Wal-Mart Targets Web Sales With Lockers, Mobile App Technology

Wal-Mart Stores Inc., the world’s largest retailer, is trying out new delivery methods and adding to its mobile technology to improve Web-based shopping and step up its challenge to Amazon.com Inc.

Wal-Mart is testing lockers that let customers order items online and pick them up in stores without interacting with a sales representative, the company said yesterday at an event in San Bruno, California. The program is in trials in fewer than 12 stores, the retailer said.

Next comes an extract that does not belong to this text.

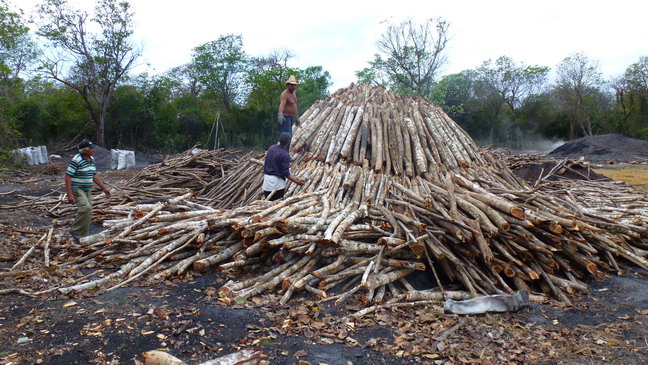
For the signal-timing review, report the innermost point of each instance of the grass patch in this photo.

Wal-Mart has started shipping items from some U.S. stores directly to consumers, and plans to double the locations participating in that test to about 50, said Joel Anderson, chief executive officer of Walmart.com in the U.S. The retailer is experimenting with ways to use its more than 4,000 domestic locations nationwide to improve e-commerce sales after Amazon made a push to get closer to customers by adding 20 fulfillment centers across the country last year.

Shoppers “are one click away from someone else,” Anderson said at the event. Stores need to find a way to add value beyond sales associates, because before consumers even walk into stores they have often done more research about specific products than employees have, he said.

Lockers complement the company’s website-to-store program, which lets people order online and pick up items from a sales representative at any Wal-Mart location in the U.S.

Mobile App

To compete with applications for smartphones and tablets from Amazon and EBay Inc., Wal-Mart is also building up its presence in mobile, which accounts for about a third of traffic to the company’s website, according to Gibu Thomas, senior vice president of mobile and digital in the company’s global e-commerce division.

Functions being tested would let customers scan and track what they’re buying as they walk through a store, browse coupons, and transfer the list of items scanned from a mobile phone to a self-checkout machine with just a few clicks -- without removing anything from the physical cart.

The Bentonville, Arkansas-based company already offers self-checkout in about 1,800 stores and plans to increase that number to 3,000 locations after purchasing about 10,000 machines this year, according to Shannon Letts, vice president for U.S. innovations.

Wal-Mart forecasts $9 billion in e-commerce sales in 2013, the company said. Amazon, the largest online retailer, logged $61.1 billion in revenue last year.